Media's Desperate Search For Somebody To Challenge Hillary Clinton

NEW YORK -- ABC News’ George Stephanopoulos got his turn on Sunday. MSNBC’s Mika Brzezinski asked Monday morning. And CNN’s Brooke Baldwin took a shot Monday afternoon.

All lobbed the question that former Montana Gov. Brian Schweitzer (D) is sure to get again and again: Will he challenge presumed Democratic frontrunner Hillary Clinton in the 2016 presidential primary campaign?

Schweitzer signaled to all three TV hosts that he’s considering running, an acknowledgement that helped fuel even more speculation over the past 24 hours that the ex-governor may make a populist run against the establishment favorite.

The news media has long been biased toward conflict. And so the notion of an inevitable Democratic candidate coasting toward coronation as the party's presidential nominee is likely the least-desired scenario for journalists eager to cover a race.

Schweitzer has done his part to drum up media speculation over a 2016 run, announcing plans last month to visit all 99 counties in Iowa. And he's provided headline-grabbing conflict, recently criticizing Obamacare as too conciliatory to pharmaceutical companies.

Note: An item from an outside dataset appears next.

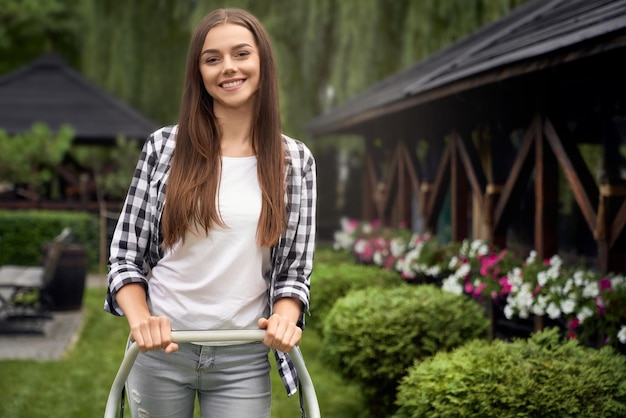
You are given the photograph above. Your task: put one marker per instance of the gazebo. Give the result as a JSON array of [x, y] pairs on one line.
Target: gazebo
[[48, 90], [523, 125]]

He's also taking aim at the war in Afghanistan (which President Barack Obama escalated), and the invasion of Iraq (which Clinton supported).

Schweitzer spoke to Slate's Dave Weigel over the weekend, with the interview published between the former governor's appearances on MSNBC and CNN. In that interview, Schweitzer said the government "ought to grant" clemency to former NSA contractor Edward Snowden -- a view clearly at odds with the Obama White House.

How Schweitzer differs from Obama and how he would match against Clinton, if such a race were to actually happen, came up in all three TV interviews. "Would you be left of Hillary Clinton or right of Hillary Clinton?” Baldwin asked Monday afternoon. “Probably both,” Schweitzer replied.

Though the 2016 campaign is years away, the political media has dived head first into the race -- or at least the theoretical race.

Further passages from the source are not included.